MongoNetworkError: ... tlsv1 alert internal error ... SSL alert number 80

That TLS-alert-80 is Atlas's signature for source IP not in the access list — not a credential or cluster problem (the staging app connects fine from the VM). Note envs/prod/terraform.tfvars shows 0.0.0.0/0, but the live allowlist is restrictive — treat the live behaviour as authority and assume IaC drift, do not trust the checked-in 0.0.0.0/0.

So reconcile staging from an allowlisted context, not a laptop. Two practical options:

# A. Read-only dry-run / introspection from the VM (allowlisted), via the running api container:
az vm run-command invoke -g rg-sv0-staging -n vm-sv0-staging-1 --command-id RunShellScript \
--scripts 'docker exec sv0-api node -e "const {MongoClient}=require(\"mongodb\");(async()=>{const c=new MongoClient(process.env.MONGODB_URI);await c.connect();console.log(JSON.stringify(await c.db(process.env.MONGODB_DB).collection(\"tenants\").find({},{projection:{_id:0,slug:1,display_name:1,tenant_class:1,status:1}}).toArray()));await c.close();})()"' \
--query "value[0].message" -o tsv

# B. To actually reconcile: add the operator IP to the LIVE staging allowlist (resolve the
# IaC drift first), then run scripts/apply-canonical-tenants.ts from the laptop; or run it
# from a CI runner / the VM whose egress is already allowlisted.

Staging already holds all 6 canonical tenants (it is not create-first) — so it is reconcile-only, just from the right network.

First reconciliation (2026-05-20)

Order: dev → dev-azure → staging — dry-run and read the report before every --apply.

All three non-prod envs turned out to already hold the 6 canonical slugs (no rename, no create needed — just identity drift).
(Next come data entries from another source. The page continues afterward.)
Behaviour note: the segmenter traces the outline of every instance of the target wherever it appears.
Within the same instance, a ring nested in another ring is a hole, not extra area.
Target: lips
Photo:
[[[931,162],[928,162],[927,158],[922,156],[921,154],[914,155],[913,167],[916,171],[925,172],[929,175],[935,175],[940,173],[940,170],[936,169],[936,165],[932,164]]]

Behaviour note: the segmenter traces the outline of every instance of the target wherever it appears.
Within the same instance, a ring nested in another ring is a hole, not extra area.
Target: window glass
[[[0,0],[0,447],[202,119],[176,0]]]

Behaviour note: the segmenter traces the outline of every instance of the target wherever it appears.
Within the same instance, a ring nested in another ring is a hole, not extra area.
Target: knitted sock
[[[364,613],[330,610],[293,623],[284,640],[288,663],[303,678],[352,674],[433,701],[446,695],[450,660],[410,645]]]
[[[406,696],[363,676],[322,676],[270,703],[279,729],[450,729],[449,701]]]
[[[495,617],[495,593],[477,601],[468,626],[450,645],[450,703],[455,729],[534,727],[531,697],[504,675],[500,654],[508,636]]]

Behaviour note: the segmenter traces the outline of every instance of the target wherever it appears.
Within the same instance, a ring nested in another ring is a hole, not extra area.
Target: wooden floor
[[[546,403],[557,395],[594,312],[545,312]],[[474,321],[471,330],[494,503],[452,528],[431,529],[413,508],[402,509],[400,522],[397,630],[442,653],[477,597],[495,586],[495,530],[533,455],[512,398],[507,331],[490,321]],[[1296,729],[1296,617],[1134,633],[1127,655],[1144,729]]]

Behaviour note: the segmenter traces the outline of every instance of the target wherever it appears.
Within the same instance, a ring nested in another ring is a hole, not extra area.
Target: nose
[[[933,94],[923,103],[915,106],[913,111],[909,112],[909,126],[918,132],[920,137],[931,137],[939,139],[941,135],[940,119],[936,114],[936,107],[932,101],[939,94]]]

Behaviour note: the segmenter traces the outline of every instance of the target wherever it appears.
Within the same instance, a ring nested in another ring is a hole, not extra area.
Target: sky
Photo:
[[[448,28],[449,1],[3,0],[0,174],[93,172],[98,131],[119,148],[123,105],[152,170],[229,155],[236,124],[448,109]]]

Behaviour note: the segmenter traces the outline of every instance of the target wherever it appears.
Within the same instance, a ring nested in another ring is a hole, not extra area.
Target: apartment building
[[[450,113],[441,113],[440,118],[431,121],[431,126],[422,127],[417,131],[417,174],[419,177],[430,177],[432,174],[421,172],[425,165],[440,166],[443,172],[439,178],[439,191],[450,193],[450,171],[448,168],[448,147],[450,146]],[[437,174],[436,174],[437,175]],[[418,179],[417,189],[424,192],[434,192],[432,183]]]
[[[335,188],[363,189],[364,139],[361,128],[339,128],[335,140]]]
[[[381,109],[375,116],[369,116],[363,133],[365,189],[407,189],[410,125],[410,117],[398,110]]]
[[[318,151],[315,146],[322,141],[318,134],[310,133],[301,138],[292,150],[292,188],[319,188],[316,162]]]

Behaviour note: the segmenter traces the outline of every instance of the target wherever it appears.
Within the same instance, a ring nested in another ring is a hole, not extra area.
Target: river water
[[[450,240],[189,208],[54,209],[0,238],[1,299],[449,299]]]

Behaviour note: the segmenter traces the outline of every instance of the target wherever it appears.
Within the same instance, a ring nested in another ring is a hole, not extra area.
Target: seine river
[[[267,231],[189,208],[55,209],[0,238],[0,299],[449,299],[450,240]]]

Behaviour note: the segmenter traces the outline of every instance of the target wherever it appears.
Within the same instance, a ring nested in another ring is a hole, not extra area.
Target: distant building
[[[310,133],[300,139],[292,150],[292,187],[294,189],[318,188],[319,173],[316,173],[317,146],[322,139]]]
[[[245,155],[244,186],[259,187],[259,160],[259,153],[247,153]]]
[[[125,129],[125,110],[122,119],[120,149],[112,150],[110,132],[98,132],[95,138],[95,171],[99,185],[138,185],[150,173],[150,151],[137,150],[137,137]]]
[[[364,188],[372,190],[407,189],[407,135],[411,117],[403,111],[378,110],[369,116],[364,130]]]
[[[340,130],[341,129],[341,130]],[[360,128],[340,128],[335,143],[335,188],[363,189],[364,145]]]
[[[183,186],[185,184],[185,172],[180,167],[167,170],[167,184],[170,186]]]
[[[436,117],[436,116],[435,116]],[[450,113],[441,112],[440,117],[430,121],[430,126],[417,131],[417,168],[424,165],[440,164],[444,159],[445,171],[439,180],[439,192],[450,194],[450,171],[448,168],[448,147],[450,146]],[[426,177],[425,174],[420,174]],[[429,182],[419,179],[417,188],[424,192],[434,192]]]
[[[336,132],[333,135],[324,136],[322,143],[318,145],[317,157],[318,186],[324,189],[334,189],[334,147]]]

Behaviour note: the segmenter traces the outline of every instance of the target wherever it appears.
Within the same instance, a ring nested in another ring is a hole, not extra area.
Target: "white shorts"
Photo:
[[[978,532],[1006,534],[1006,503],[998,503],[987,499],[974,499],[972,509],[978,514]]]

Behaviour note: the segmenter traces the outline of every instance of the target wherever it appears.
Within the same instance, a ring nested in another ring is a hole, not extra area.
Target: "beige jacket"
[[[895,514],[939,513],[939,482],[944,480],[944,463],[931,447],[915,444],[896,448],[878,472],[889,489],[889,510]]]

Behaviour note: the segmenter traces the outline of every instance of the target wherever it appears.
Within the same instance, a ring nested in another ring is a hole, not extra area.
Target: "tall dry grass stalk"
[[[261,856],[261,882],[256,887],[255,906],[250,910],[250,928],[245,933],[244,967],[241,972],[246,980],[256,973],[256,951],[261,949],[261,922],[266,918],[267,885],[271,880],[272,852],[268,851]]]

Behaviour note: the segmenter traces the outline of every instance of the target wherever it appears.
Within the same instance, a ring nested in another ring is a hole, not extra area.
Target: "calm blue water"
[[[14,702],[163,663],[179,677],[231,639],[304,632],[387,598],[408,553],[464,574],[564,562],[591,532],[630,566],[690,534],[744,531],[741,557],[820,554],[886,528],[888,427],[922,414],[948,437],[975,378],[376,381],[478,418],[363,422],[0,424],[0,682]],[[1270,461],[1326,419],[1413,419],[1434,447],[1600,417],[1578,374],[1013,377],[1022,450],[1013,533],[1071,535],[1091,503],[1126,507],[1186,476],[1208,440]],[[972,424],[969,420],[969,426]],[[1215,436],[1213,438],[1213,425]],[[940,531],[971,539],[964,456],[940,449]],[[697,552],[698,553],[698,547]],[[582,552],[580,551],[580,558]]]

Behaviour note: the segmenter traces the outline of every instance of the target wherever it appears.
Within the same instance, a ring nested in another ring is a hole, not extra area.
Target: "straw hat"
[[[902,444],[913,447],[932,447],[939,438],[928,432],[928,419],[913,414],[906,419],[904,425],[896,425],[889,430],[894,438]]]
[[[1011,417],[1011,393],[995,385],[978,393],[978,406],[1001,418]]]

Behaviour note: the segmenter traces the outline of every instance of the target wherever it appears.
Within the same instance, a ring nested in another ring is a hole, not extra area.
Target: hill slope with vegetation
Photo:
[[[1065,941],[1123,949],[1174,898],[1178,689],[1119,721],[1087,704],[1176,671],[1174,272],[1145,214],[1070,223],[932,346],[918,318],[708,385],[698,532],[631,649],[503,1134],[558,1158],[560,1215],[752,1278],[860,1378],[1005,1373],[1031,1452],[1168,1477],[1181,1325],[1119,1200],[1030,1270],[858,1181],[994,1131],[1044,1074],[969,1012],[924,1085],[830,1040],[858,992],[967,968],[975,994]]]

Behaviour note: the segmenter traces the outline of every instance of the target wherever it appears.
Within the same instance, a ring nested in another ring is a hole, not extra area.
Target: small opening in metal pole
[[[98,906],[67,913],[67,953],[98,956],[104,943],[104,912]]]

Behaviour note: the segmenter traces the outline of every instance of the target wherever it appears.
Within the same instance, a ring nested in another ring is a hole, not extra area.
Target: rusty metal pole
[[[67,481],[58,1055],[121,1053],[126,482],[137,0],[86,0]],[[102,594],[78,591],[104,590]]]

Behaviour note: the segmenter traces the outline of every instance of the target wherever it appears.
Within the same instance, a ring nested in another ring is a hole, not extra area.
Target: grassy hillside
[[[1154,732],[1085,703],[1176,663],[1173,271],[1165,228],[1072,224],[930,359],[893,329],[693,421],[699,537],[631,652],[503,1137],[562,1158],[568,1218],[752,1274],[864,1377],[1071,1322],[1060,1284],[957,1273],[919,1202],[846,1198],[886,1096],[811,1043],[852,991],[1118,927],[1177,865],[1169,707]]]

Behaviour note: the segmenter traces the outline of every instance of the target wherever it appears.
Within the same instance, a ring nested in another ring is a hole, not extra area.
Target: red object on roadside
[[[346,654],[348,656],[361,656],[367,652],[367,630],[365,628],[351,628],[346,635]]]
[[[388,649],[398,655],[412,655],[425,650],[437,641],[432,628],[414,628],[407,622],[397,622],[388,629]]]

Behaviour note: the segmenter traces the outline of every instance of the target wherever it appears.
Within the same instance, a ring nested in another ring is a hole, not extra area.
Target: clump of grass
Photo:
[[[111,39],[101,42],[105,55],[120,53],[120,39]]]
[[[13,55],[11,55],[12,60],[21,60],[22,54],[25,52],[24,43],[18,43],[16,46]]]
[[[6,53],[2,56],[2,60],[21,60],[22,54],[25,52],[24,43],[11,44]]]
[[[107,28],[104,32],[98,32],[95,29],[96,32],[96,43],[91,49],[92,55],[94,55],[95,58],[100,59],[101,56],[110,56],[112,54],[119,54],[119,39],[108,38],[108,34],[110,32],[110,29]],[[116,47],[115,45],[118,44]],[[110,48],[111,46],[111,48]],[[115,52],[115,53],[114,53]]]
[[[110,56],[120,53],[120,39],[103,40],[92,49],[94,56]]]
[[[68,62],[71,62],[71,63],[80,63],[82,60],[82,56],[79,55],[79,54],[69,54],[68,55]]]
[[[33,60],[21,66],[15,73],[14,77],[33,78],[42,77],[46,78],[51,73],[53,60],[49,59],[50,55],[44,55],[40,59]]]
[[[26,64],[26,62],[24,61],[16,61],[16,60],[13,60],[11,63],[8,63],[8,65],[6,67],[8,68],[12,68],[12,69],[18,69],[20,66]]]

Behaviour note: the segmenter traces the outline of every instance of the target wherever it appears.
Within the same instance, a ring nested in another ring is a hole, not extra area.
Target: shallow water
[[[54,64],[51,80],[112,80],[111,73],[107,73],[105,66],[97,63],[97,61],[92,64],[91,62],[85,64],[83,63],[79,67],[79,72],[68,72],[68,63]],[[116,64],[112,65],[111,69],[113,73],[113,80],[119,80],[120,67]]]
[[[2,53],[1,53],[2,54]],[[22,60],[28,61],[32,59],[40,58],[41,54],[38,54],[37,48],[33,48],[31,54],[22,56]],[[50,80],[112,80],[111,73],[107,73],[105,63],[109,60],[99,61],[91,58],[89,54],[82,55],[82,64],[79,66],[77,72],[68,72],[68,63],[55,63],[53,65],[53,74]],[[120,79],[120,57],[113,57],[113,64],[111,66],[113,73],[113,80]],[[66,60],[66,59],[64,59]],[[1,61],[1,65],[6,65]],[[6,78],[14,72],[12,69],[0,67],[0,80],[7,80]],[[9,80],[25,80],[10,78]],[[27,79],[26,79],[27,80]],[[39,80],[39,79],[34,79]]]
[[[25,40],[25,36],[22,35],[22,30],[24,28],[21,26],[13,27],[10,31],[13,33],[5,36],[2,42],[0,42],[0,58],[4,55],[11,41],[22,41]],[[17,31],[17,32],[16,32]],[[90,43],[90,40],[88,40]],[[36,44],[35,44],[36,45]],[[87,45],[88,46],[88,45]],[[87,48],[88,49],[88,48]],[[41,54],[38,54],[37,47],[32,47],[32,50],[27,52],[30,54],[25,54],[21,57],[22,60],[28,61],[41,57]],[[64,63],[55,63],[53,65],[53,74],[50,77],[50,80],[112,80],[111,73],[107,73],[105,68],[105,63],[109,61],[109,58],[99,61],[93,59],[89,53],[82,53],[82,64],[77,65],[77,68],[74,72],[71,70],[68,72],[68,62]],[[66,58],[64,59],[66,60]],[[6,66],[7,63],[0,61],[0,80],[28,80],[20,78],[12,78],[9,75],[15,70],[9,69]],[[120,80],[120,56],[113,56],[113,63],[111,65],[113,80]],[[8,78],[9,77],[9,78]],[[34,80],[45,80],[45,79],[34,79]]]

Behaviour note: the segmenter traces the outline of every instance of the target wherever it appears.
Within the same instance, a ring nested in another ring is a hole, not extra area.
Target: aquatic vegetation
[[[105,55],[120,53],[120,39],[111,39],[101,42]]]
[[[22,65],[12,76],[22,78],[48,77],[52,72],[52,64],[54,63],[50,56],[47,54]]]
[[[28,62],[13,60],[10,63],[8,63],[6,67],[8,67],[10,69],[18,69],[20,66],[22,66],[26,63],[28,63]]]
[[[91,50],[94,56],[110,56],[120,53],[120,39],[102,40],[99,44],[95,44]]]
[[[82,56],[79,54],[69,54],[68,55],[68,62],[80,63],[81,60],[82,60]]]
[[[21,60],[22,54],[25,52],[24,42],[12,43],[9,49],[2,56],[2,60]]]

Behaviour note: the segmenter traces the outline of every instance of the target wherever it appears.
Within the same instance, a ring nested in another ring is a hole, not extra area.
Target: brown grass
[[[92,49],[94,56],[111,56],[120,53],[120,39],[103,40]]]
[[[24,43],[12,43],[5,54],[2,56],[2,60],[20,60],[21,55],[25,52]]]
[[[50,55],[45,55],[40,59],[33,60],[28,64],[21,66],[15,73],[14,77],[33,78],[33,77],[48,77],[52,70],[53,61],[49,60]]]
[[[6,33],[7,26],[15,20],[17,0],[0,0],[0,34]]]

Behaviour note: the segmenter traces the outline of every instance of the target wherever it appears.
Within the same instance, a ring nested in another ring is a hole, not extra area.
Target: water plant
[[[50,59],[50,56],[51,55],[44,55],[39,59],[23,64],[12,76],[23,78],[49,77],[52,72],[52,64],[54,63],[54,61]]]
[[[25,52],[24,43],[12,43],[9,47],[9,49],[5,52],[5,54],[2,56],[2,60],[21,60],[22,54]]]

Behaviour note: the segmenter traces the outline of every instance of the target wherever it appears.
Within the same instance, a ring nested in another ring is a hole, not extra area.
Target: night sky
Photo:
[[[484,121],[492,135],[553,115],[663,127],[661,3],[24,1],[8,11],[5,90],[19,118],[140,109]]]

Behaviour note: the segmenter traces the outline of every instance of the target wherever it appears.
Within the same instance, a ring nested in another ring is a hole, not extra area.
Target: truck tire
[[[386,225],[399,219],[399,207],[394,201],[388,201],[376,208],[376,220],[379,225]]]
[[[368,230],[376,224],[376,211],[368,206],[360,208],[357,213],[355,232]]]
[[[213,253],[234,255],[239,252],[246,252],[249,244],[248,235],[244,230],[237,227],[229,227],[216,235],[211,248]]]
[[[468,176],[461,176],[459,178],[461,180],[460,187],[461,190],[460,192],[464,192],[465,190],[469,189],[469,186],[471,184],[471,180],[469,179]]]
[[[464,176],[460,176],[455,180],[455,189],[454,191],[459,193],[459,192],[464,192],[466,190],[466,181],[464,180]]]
The drift was nearly identical everywhere, because the demo-w1 seed created the row with display_name = the slug and $setOnInsert never corrected it once the const set "Demo W1".

envDBdrift foundapplied
Hetzner devsv0_platformdemo-w1 display_name "demo-w1""Demo W1"✅ → 6 in sync
Azure devsv0_devdemo-w1 display_name; securityv0-internal status "evaluation""internal"✅ → 6 in sync
Azure stagingsv0_stagingdemo-w1 display_name only✅ applied VM-side via az (laptop is allowlist-blocked) → 6 in sync

Production

Not covered by routine reconciliation. app.securityv0.com uses a different WorkOS app (powerful-falcon-83) and is customer-facing; apply only with explicit approval, same dry-run-first procedure, extra care on status. The full cross-env auto-promotion provisioner is deliberately deferred (see the design note sv0-platform .scratch/design-notes/2026-05-19-tenant-provisioning-promotion.md); this runbook is the manual interim.